In the embodiment illustrated in FIG. 4, the gear coupling mechanism 17 is replaced by the utilization of an eccentric cam 27. Eccentric cam 27 is mounted on output shaft 16 so as to be rotated by the shaft. Cam 27 is positioned in contact with the lower end of adjustment screw 22'. As cam 27 rotates adjustment screw 22' moves up and down in a direction perpendicular to the planar surface of the guitar and likewise imparts a similar movement to the corresponding end of tremolo lever 11. As with the embodiment illustrated in FIG. 3, the movement of the end of tremolo lever 11 imparts a rotational movement to lever 6. As before, this rotational movement of lever 6 causes the tension within strings 4 to vary.

Consequently, the tremolo mechanism 9 causes a tremulous effect to be automatically created within strings 4 without requiring any action on the part of the player outside of turning on the system and setting the desired speed. While the tremulous effect is automatically created, the effect is identical to that produced with a hand operated tremolo and does not exhibit those drawbacks of the mechanisms which electronically simulate the tremulous effects.

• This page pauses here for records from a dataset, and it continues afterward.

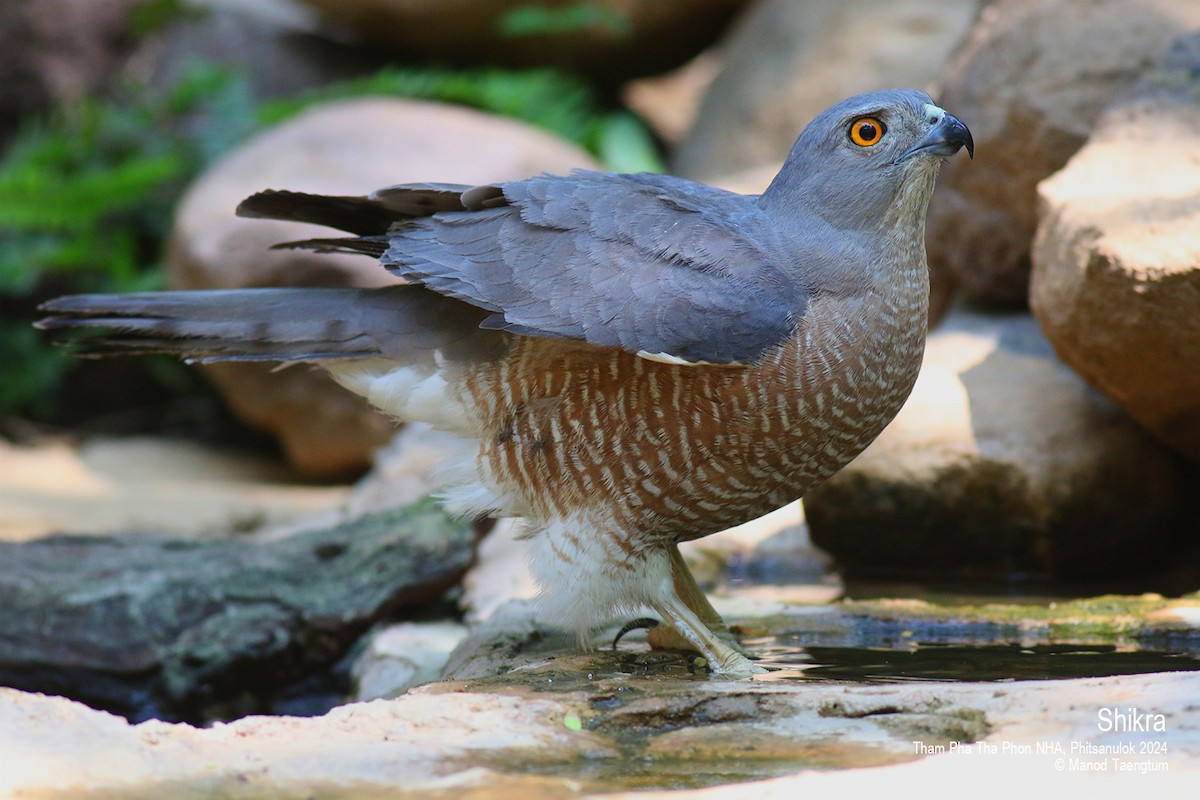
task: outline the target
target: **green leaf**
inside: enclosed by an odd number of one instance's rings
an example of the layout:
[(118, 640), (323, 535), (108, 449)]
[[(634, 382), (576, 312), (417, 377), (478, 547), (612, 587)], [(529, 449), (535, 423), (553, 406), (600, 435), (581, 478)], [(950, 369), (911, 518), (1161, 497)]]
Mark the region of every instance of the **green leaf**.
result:
[(665, 172), (654, 137), (628, 111), (609, 114), (597, 125), (596, 151), (600, 160), (617, 172)]
[(136, 158), (108, 167), (38, 170), (19, 164), (0, 172), (0, 228), (86, 231), (105, 215), (150, 202), (183, 174), (175, 155)]
[(595, 31), (613, 39), (633, 34), (633, 23), (619, 9), (604, 3), (575, 3), (561, 8), (522, 5), (505, 12), (497, 23), (502, 36), (563, 36)]

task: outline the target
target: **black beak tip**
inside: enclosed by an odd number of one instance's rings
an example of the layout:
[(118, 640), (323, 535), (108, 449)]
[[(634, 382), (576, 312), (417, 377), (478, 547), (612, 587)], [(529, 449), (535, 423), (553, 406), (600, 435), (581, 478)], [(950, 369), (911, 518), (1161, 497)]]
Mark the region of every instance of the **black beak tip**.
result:
[(953, 115), (947, 122), (950, 123), (951, 136), (953, 139), (962, 143), (962, 146), (967, 150), (967, 157), (974, 160), (975, 158), (975, 139), (971, 136), (971, 129), (968, 128), (961, 119)]

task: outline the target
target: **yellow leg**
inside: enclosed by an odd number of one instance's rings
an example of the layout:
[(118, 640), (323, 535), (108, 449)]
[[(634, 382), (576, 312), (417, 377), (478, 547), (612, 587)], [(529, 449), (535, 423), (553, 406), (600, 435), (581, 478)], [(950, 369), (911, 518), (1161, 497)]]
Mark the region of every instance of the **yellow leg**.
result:
[(753, 675), (764, 672), (739, 652), (721, 615), (708, 602), (704, 592), (683, 561), (679, 548), (671, 545), (671, 578), (674, 592), (654, 604), (662, 624), (651, 628), (646, 640), (651, 647), (672, 650), (696, 650), (713, 672), (727, 675)]

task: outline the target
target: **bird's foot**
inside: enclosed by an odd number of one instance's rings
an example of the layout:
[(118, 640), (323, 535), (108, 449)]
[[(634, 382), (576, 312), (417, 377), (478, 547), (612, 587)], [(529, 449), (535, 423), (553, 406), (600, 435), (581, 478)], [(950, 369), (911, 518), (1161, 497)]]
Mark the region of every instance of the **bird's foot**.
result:
[[(653, 623), (646, 625), (647, 621)], [(636, 625), (634, 623), (637, 623)], [(633, 626), (633, 627), (630, 627)], [(630, 630), (635, 630), (638, 627), (646, 628), (646, 642), (655, 650), (694, 650), (695, 645), (692, 641), (684, 636), (679, 631), (672, 628), (670, 625), (664, 625), (658, 620), (634, 620), (634, 622), (626, 623), (629, 630), (622, 631), (622, 634), (628, 633)], [(729, 648), (735, 653), (740, 653), (747, 658), (750, 657), (750, 651), (742, 646), (742, 643), (737, 640), (733, 632), (728, 628), (721, 626), (706, 626), (714, 635), (719, 637), (722, 642), (729, 645)]]
[(725, 653), (721, 657), (721, 660), (715, 664), (711, 658), (706, 660), (708, 661), (709, 672), (726, 678), (749, 678), (754, 675), (762, 675), (767, 671), (766, 667), (760, 667), (741, 653), (732, 649)]
[(723, 625), (719, 631), (714, 631), (682, 604), (665, 602), (657, 610), (664, 621), (647, 632), (646, 641), (651, 647), (694, 650), (707, 662), (709, 672), (714, 675), (745, 678), (766, 672), (747, 657), (746, 650)]
[[(714, 634), (721, 637), (725, 644), (729, 645), (736, 652), (741, 653), (747, 658), (753, 660), (753, 656), (750, 655), (750, 651), (742, 646), (742, 643), (738, 641), (738, 638), (734, 635), (733, 631), (725, 627), (723, 623), (720, 625), (707, 625), (707, 627)], [(637, 619), (631, 619), (629, 622), (626, 622), (624, 625), (622, 625), (613, 636), (612, 649), (617, 649), (617, 645), (622, 639), (625, 638), (625, 634), (639, 630), (646, 631), (646, 643), (649, 644), (654, 650), (693, 649), (690, 639), (684, 637), (683, 634), (671, 626), (664, 625), (660, 620), (657, 620), (654, 617), (638, 617)]]
[(670, 625), (659, 624), (650, 628), (646, 633), (646, 642), (655, 650), (699, 651), (704, 660), (708, 662), (709, 670), (716, 674), (746, 677), (766, 672), (749, 658), (749, 653), (728, 630), (714, 631), (713, 633), (717, 637), (718, 647), (709, 653), (703, 652), (691, 639)]

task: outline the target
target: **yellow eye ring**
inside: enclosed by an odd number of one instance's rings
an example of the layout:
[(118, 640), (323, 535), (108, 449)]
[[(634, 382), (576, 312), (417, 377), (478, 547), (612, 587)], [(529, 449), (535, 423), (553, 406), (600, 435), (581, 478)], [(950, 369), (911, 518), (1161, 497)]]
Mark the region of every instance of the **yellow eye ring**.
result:
[(870, 147), (879, 144), (879, 140), (887, 133), (887, 125), (878, 117), (859, 117), (850, 123), (850, 141), (859, 147)]

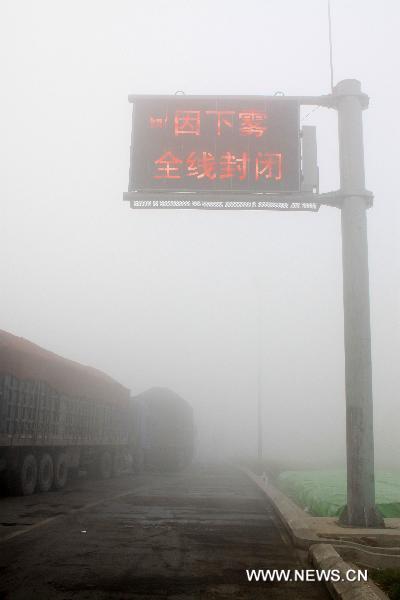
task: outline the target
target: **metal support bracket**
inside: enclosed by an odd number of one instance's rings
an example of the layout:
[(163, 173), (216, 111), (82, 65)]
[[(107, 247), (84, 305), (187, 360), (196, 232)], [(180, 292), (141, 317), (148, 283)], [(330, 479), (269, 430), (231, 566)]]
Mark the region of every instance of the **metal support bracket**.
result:
[(343, 191), (336, 190), (334, 192), (326, 192), (325, 194), (319, 194), (319, 203), (325, 206), (334, 206), (335, 208), (342, 208), (343, 201), (346, 198), (362, 198), (365, 201), (367, 208), (371, 208), (374, 202), (374, 195), (368, 190), (354, 190), (354, 191)]

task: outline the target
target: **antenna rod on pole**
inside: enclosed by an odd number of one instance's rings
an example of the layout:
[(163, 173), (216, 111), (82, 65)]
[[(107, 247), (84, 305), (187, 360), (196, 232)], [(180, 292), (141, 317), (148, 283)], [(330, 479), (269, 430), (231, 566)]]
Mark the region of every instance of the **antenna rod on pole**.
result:
[(330, 64), (330, 69), (331, 69), (331, 91), (333, 92), (333, 50), (332, 50), (331, 0), (328, 0), (328, 24), (329, 24), (329, 64)]

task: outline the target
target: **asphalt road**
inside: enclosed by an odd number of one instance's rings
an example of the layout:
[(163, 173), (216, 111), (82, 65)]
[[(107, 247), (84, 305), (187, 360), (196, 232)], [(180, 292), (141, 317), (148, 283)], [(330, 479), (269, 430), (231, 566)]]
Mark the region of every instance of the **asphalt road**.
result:
[(262, 493), (228, 466), (3, 496), (0, 522), (0, 598), (330, 597), (319, 583), (247, 581), (246, 569), (310, 565)]

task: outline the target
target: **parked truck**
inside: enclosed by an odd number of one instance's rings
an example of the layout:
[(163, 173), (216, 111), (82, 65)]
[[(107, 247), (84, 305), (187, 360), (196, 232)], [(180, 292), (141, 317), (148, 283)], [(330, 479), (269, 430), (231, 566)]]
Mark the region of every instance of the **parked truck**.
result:
[(155, 387), (138, 396), (140, 445), (144, 469), (175, 471), (193, 459), (193, 409), (181, 396)]
[(107, 478), (137, 446), (130, 392), (101, 371), (0, 330), (0, 474), (15, 494)]

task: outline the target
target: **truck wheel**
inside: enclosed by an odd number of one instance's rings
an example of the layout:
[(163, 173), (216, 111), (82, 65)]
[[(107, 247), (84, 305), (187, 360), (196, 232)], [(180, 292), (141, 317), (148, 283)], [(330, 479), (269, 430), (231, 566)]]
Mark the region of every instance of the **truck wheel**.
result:
[(33, 454), (25, 454), (17, 471), (10, 473), (9, 489), (16, 496), (30, 496), (35, 491), (38, 466)]
[(112, 476), (118, 477), (119, 475), (121, 475), (124, 466), (125, 466), (124, 457), (121, 452), (118, 452), (118, 450), (116, 450), (113, 454)]
[(108, 450), (102, 452), (97, 463), (98, 476), (101, 479), (109, 479), (112, 474), (112, 457)]
[(70, 467), (68, 469), (68, 479), (75, 481), (79, 478), (79, 467)]
[(57, 454), (54, 459), (54, 482), (53, 487), (56, 490), (62, 490), (68, 480), (67, 455), (64, 452)]
[(42, 454), (39, 461), (38, 470), (38, 490), (39, 492), (48, 492), (53, 485), (54, 467), (53, 459), (47, 452)]

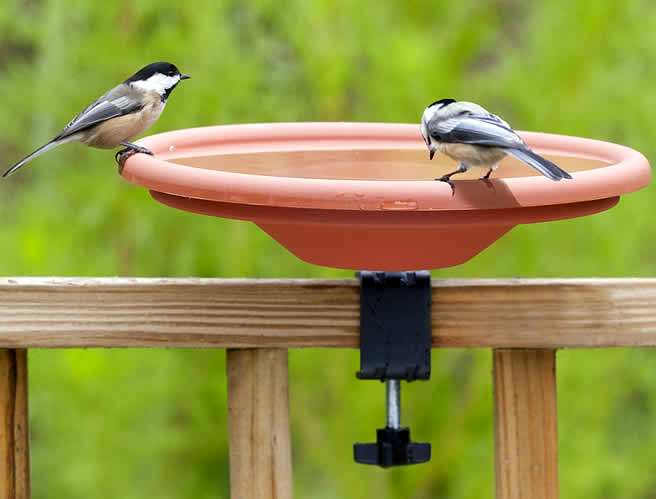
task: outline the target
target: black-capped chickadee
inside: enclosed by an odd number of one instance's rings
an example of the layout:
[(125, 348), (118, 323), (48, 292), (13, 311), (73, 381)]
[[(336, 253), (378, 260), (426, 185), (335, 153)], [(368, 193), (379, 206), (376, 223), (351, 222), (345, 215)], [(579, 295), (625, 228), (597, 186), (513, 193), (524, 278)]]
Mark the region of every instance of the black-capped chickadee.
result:
[(120, 85), (78, 114), (47, 144), (9, 168), (3, 177), (67, 142), (82, 142), (100, 149), (123, 146), (116, 153), (122, 168), (125, 160), (135, 153), (151, 154), (148, 149), (128, 142), (150, 127), (166, 106), (166, 101), (181, 80), (189, 78), (168, 62), (154, 62), (140, 69)]
[(471, 167), (486, 168), (481, 180), (490, 178), (499, 162), (510, 154), (551, 180), (571, 175), (529, 149), (508, 123), (473, 102), (441, 99), (424, 110), (421, 135), (430, 159), (436, 151), (459, 161), (458, 169), (435, 180), (448, 183), (451, 177)]

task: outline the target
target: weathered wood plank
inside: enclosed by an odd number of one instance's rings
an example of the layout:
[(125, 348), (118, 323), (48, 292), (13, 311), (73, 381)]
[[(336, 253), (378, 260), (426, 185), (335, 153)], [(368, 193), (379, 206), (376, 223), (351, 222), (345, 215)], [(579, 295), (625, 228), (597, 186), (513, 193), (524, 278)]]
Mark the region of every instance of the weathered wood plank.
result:
[(228, 350), (230, 497), (292, 499), (287, 350)]
[[(0, 279), (0, 347), (356, 347), (355, 280)], [(435, 280), (435, 347), (656, 346), (656, 279)]]
[(30, 498), (25, 350), (0, 350), (0, 497)]
[(495, 350), (497, 499), (558, 499), (556, 352)]

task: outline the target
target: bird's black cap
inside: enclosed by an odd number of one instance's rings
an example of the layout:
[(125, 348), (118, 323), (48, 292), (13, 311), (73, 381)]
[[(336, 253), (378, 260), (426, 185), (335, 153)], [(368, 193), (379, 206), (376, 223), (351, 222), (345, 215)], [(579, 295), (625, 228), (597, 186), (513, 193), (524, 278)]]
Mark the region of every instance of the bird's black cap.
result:
[(433, 103), (432, 103), (430, 106), (428, 106), (428, 107), (437, 106), (438, 104), (441, 104), (442, 107), (446, 107), (446, 106), (448, 106), (449, 104), (453, 104), (455, 101), (456, 101), (455, 99), (440, 99), (440, 100), (436, 100), (435, 102), (433, 102)]
[(125, 80), (125, 83), (147, 80), (157, 73), (161, 73), (166, 76), (175, 76), (180, 74), (180, 71), (175, 66), (175, 64), (171, 64), (170, 62), (153, 62), (152, 64), (148, 64), (148, 66), (145, 66), (134, 73), (127, 80)]

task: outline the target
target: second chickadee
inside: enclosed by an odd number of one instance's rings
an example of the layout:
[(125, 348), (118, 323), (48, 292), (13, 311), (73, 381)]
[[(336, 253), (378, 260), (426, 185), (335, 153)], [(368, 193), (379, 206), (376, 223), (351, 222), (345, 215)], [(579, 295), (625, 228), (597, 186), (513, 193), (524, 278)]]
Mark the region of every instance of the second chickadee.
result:
[(122, 167), (127, 157), (135, 153), (151, 154), (148, 149), (128, 142), (149, 128), (166, 106), (173, 89), (189, 78), (169, 62), (155, 62), (140, 69), (120, 85), (112, 88), (78, 114), (47, 144), (3, 173), (3, 177), (67, 142), (82, 142), (91, 147), (114, 149)]
[(534, 153), (508, 123), (473, 102), (441, 99), (426, 108), (421, 134), (430, 159), (436, 151), (459, 161), (458, 169), (435, 180), (448, 183), (451, 177), (471, 167), (486, 168), (481, 180), (490, 178), (499, 162), (510, 154), (551, 180), (571, 175), (548, 159)]

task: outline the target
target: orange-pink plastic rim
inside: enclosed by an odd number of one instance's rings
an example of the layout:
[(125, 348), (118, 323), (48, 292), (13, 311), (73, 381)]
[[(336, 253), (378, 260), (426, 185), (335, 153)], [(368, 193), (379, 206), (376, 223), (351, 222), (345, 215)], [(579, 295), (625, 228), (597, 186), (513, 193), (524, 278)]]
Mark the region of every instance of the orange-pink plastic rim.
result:
[[(543, 154), (597, 159), (602, 168), (578, 171), (573, 181), (553, 182), (526, 176), (482, 182), (458, 182), (455, 196), (448, 185), (425, 180), (332, 180), (249, 175), (204, 169), (167, 161), (198, 155), (271, 150), (329, 148), (425, 149), (417, 125), (381, 123), (281, 123), (192, 128), (140, 141), (155, 156), (138, 154), (123, 171), (126, 180), (178, 196), (272, 207), (377, 211), (408, 200), (413, 210), (472, 210), (575, 203), (632, 192), (649, 183), (646, 158), (628, 147), (598, 140), (523, 132)], [(427, 163), (430, 165), (430, 163)], [(530, 171), (527, 169), (527, 172)], [(490, 185), (493, 188), (490, 188)]]

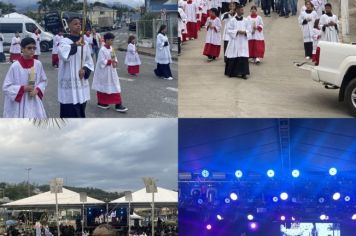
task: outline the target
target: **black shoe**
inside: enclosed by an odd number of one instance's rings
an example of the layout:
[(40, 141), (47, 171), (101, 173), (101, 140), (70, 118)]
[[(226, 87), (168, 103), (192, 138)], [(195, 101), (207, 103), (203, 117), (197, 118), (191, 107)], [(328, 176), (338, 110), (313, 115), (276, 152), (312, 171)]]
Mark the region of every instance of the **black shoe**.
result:
[(101, 108), (101, 109), (109, 109), (109, 105), (105, 105), (105, 104), (100, 104), (100, 103), (98, 103), (98, 105), (97, 105), (99, 108)]
[(246, 75), (242, 75), (241, 78), (242, 79), (247, 79), (247, 76)]
[(121, 112), (121, 113), (125, 113), (125, 112), (127, 112), (129, 109), (127, 109), (127, 107), (124, 107), (124, 106), (121, 105), (121, 104), (116, 104), (116, 105), (115, 105), (115, 110), (118, 111), (118, 112)]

If the tremolo is maintained in contact with lever 11 when not in use, it can cause the instrument to be out of tune unless lever 11 is allowed to return to a neutral position in which the tension in the strings is maintained at a normal in tune level. In order to maintain the tuning of the instrument, when the automatic tremolo is not being utilized, it is possible to disengage the tremolo device from engagement with lever 11. For this purpose, motor 12 can be mounted on a pin 30 and is provided with a lever 31. By pressing lever 31, motor 12 can be swiveled about pin 30 and out of engagement with lever 11.

If so desired, it is also possible to utilize a hand lever with the present invention so as to enable the tremolo to also be hand operated. For this purpose, a hand lever 20 can be provided as illustrated in FIG. 2. Movement of lever 20 will in turn cause lever 6 to be rotated between its two positions for varying the tension within strings 4.

It is noted that the above description and the accompanying drawings are provided merely to present exemplary embodiments of the present invention and that additional modifications of such embodiments are possible within the scope of this invention without deviating from the spirit thereof.